Sin embargo, después del derrocamiento de Mubarak, ex miembros de los Hermanos Musulmanes han acusado a Shater de defender la perspectiva tradicional de constituir una sociedad dentro de la sociedad, que se vale de la política simplemente como un recurso más para islamizar el país y que ha ejercido una represión interna de los Hermanos más jóvenes que intentaban modificar la cerrazón y mentalidad jerárquica del movimiento. Después de que el brazo político de los Hermanos Musulmanes obtuviera más de cuarenta escaños en el nuevo Parlamento, Shater predicó públicamente las virtudes de un Estado islámico, con la consiguiente inquietud de las voces críticas que quieren separar el gobierno de una interpretación religiosa. Shater razonó que la aplastante victoria islamista constituía un indiscutible mandato democrático para un gobierno explícitamente islámico: “El punto de referencia islámico regula la vida en su totalidad, política, económica y socialmente; no tenemos esa separación (entre la religión y el gobierno)”, dijo. Shater se comprometió a introducir la ley islámica, como “primero y último objetivo” apelando así al ala ultraconservadora de los Hermanos Musulmanes.

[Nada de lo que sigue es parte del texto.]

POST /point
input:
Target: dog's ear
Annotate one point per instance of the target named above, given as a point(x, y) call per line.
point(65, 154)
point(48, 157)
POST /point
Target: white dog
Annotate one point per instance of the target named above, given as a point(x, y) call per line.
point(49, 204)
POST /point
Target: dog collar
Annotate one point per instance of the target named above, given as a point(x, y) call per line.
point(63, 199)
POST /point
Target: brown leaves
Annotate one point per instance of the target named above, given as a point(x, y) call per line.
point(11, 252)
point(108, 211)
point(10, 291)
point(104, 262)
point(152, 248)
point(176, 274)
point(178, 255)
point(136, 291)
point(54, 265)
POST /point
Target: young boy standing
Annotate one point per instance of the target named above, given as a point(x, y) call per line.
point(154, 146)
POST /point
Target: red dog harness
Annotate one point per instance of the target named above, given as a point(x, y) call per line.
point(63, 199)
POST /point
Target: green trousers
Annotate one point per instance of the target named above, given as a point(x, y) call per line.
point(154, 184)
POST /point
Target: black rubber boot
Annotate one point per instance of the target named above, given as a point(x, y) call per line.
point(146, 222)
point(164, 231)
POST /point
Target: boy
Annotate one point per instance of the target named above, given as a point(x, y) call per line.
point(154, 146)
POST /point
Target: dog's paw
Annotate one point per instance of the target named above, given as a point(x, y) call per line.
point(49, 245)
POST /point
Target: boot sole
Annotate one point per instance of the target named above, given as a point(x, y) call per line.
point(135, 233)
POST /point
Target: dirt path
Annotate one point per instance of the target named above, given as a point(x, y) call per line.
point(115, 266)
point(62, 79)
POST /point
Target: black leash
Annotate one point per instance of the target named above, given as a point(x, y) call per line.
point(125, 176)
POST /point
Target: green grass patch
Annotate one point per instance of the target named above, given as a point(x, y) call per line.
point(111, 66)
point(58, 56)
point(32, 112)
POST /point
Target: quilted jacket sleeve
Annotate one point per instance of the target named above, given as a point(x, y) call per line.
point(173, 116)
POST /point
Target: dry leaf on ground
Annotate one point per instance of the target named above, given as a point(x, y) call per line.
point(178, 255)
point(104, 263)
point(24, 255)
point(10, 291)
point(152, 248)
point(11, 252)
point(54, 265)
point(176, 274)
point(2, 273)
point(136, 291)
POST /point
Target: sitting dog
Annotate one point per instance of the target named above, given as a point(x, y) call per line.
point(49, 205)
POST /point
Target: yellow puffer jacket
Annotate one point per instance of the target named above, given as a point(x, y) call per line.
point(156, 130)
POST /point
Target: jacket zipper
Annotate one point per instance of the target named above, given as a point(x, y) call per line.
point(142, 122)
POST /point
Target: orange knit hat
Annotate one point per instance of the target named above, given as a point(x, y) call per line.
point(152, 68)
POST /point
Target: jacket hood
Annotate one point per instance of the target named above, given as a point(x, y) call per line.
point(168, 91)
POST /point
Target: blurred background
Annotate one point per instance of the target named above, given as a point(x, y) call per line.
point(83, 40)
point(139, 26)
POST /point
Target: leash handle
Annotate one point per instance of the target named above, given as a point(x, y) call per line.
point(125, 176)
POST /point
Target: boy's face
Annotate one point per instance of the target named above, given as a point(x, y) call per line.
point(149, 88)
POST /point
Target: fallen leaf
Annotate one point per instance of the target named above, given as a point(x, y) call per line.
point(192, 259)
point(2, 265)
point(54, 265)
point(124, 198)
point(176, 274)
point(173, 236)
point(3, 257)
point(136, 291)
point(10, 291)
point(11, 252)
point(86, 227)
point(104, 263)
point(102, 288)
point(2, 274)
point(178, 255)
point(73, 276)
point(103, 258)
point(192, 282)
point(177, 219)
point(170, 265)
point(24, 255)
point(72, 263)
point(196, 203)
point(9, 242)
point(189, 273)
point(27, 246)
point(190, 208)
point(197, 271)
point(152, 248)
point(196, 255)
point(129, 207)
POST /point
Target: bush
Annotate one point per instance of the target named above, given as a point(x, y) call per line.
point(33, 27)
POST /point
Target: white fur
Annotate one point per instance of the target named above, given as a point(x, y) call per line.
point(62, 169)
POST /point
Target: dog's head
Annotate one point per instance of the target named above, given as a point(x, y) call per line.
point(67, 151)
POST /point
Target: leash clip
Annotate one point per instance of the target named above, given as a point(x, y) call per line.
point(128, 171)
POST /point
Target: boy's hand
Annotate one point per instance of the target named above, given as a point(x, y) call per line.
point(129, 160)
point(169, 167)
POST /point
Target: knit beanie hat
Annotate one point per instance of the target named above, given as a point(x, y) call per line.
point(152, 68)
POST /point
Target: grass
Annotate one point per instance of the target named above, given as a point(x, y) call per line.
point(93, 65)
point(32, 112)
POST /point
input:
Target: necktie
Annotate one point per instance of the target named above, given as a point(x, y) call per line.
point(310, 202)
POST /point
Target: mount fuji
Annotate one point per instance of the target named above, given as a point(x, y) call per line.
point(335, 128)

En Túnez, Ennahda ha cambiado más deprisa que los Hermanos Musulmanes hacia la modernidad y el pluralismo gracias al trabajo de sus miembros más jóvenes. Suad Abderrahim es un ejemplo notable de ello. Es una ejecutiva del sector farmacéutico de 47 años de edad que elige trajes a medida y tacones de aguja y prefiere no llevar velo. Su experiencia política se circunscribe a liderar el sindicato de estudiantes y ser portavoz de Ennahda. “Si se apoya a alguien como yo, que soy avanzada, no uso velo y llevo una farmacia, es una garantía para todos”, afirmó Abderrahim. “No vamos a prohibir a la gente el alcohol o el turismo ni les obligaremos a llevar el velo o a acudir a la oración. Son cuestiones personales”, dijo. No carece de interés que Abderrahim se describa como “avanzada, de base islámica”, o como una “progresista islámica”, testimonio del surgimiento de un nuevo grupo de islamistas cómodos con la modernidad y el progreso. Se ha convertido en una voz importante en Túnez, una política moderada que ocupa un escaño de la nueva Asamblea Constituyente del país.

De igual modo, la juventud moderada en Marruecos ha formado una masa crítica dentro del Partido de la Justicia y el Desarrollo. El ascenso de Abdelilah Benkiran a la secretaría general del Partido lo atestigua. Su agenda pluralista e integradora le ha granjeado popularidad entre la juventud islamista. Marroquíes de diferentes clases sociales y nivel de formación, hombres y mujeres, jóvenes y viejos, votaron a favor de Benkiran debido a su tendencia moderada e intenso deseo de acabar con la corrupción en el reino.

Pruebas crecientes muestran un cambio generacional hacia los puntos de vista de los pragmáticos, un cambio que influirá en el comportamiento de los islamistas en el país y en el extranjero en el futuro.

Fawaz A. Gerges, director del Centro de Oriente Medio en la London School of Economics. Autor de ‘Viaje a la yihad’ (Libros de Vanguardia) Traducción: José María Puig de la Bellacasa.